Abstract
β-Hydrogen-containing alkyl Grignard reagents were used in a stereospecific nickel-catalyzed cross-coupling reaction to form sp3–sp3 carbon–carbon bonds. Aryl Grignard reagents were also utilized to synthesize 1,1-diarylalkanes. Several compounds synthesized by this method exhibited selective inhibition of proliferation of MCF-7 breast cancer cells.
Keywords: alkyl Grignard, breast cancer, β-hydride elimination, enantiospecific, Kumada cross-coupling, MCF-7, nickel
Alkyl–alkyl cross-coupling reactions have emerged as powerful transformations that provide a new disconnection for the synthesis of tertiary stereocenters that are difficult to construct using other methods.[1,2] However, due to the inherent reactivity of alkylmetal intermediates, sp3–sp3 coupling reactions are significantly less common than their sp2–sp2 counterparts. In particular, alkylmetal intermediates are prone to β-hydride elimination that results in non-productive pathways. In this manuscript we report nickel-catalyzed cross-coupling reactions of alkyl Grignard reagents containing β-hydrogens. We also utilize this method to prepare new compounds that display selective inhibition of breast cancer cell proliferation.

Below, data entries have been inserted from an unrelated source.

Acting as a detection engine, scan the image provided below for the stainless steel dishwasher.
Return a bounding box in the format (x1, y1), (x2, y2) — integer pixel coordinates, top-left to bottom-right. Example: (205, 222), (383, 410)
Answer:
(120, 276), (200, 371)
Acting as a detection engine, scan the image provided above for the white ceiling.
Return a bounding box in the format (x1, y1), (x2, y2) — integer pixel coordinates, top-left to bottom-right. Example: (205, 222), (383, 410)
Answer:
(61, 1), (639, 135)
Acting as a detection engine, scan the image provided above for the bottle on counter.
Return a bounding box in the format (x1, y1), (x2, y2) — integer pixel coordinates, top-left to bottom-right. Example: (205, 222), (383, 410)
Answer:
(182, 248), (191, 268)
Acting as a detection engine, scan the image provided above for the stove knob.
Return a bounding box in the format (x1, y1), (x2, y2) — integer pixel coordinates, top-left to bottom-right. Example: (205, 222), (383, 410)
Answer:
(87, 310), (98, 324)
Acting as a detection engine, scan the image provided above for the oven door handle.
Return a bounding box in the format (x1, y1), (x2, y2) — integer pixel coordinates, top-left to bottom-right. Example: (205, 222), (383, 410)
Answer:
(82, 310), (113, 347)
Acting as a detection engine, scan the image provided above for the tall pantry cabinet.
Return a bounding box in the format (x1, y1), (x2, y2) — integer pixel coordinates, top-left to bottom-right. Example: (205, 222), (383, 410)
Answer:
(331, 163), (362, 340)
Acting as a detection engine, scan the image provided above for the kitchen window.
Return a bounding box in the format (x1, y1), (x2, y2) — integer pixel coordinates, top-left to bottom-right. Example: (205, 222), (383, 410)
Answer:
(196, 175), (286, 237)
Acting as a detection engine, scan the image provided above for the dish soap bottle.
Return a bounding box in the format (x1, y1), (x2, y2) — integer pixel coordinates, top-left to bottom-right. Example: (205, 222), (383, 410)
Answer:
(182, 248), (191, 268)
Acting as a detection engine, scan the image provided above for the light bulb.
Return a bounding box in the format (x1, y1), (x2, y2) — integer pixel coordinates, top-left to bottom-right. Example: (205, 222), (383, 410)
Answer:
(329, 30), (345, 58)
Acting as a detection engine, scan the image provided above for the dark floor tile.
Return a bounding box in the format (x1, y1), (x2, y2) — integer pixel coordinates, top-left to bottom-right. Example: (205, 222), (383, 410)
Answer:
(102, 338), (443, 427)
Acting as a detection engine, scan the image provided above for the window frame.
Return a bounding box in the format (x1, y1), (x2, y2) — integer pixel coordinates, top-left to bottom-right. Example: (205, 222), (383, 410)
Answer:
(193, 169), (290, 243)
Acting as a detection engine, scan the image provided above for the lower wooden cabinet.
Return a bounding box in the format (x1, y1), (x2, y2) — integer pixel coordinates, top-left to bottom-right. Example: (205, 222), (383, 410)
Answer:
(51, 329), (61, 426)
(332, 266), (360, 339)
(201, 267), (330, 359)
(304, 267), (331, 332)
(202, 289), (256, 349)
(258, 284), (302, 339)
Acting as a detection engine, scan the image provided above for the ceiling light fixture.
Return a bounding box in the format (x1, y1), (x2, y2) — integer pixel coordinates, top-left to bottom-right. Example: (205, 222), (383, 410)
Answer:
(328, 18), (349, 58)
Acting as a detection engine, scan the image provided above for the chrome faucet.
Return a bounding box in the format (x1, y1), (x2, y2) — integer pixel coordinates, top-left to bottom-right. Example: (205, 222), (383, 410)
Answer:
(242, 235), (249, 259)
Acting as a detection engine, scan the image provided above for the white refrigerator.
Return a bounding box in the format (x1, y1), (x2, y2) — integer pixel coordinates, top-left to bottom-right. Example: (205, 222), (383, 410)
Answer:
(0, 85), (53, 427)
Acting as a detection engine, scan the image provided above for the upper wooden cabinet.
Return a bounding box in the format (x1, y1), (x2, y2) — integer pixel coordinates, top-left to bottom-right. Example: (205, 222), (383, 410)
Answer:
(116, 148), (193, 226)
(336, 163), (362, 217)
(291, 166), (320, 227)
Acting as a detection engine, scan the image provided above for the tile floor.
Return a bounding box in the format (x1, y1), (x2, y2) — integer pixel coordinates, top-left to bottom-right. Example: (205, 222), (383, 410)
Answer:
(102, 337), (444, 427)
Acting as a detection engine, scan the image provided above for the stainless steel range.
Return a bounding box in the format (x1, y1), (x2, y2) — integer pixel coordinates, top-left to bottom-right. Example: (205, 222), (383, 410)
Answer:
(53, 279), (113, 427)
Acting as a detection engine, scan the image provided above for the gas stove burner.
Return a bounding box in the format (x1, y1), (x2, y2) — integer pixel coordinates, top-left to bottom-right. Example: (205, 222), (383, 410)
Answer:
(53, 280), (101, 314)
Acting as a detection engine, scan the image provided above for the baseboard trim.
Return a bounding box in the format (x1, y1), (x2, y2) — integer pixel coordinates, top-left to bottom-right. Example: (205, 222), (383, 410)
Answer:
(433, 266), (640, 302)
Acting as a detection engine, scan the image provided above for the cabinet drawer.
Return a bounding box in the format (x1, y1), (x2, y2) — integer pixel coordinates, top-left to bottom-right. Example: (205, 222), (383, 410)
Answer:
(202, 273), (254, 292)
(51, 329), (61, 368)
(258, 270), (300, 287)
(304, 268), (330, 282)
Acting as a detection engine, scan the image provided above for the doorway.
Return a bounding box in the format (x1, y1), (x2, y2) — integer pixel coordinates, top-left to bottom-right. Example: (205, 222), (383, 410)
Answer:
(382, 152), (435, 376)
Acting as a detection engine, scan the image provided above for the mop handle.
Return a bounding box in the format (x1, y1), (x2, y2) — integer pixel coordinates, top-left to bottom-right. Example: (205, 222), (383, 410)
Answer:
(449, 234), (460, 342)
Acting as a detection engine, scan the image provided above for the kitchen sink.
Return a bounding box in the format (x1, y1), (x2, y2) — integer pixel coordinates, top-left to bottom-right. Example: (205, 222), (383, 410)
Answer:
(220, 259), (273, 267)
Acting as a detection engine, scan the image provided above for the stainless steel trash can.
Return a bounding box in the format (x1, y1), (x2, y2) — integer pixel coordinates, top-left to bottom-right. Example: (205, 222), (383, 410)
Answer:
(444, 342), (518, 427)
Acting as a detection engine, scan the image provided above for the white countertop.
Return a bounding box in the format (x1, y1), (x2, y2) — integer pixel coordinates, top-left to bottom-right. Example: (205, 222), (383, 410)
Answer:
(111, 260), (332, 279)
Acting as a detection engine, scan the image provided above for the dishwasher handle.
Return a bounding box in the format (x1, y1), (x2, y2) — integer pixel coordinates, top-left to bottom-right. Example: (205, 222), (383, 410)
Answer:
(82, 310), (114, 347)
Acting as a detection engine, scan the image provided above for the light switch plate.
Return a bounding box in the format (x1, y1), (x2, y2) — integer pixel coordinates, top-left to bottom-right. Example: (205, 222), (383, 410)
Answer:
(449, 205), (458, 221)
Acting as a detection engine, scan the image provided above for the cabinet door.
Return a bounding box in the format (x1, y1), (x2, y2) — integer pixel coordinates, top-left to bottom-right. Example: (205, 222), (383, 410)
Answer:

We have previously reported the stereospecific nickel-catalyzed Kumada cross-coupling of methylmagnesium bromide with benzylic ethers (Scheme 1a).[3,4] Furthermore, we were able to extend the utility of this reaction by employing arylmagnesium reagents for the stereospecific synthesis of triarylmethanes.[5] One class of nucleophiles that remained elusive was long-chain alkyl Grignard reagents (Scheme 1b). These reagents perform poorly under our reported cross-coupling reaction conditions as hydrogenolysis or elimination typically predominate. We hypothesized that these products result from β-hydride elimination of the organonickel intermediates, and that with fine-tuning of the catalyst we could identify a system that favors the desired cross-coupling pathway.
Scheme 1.
Ni-catalyzed Kumada cross-coupling reactions.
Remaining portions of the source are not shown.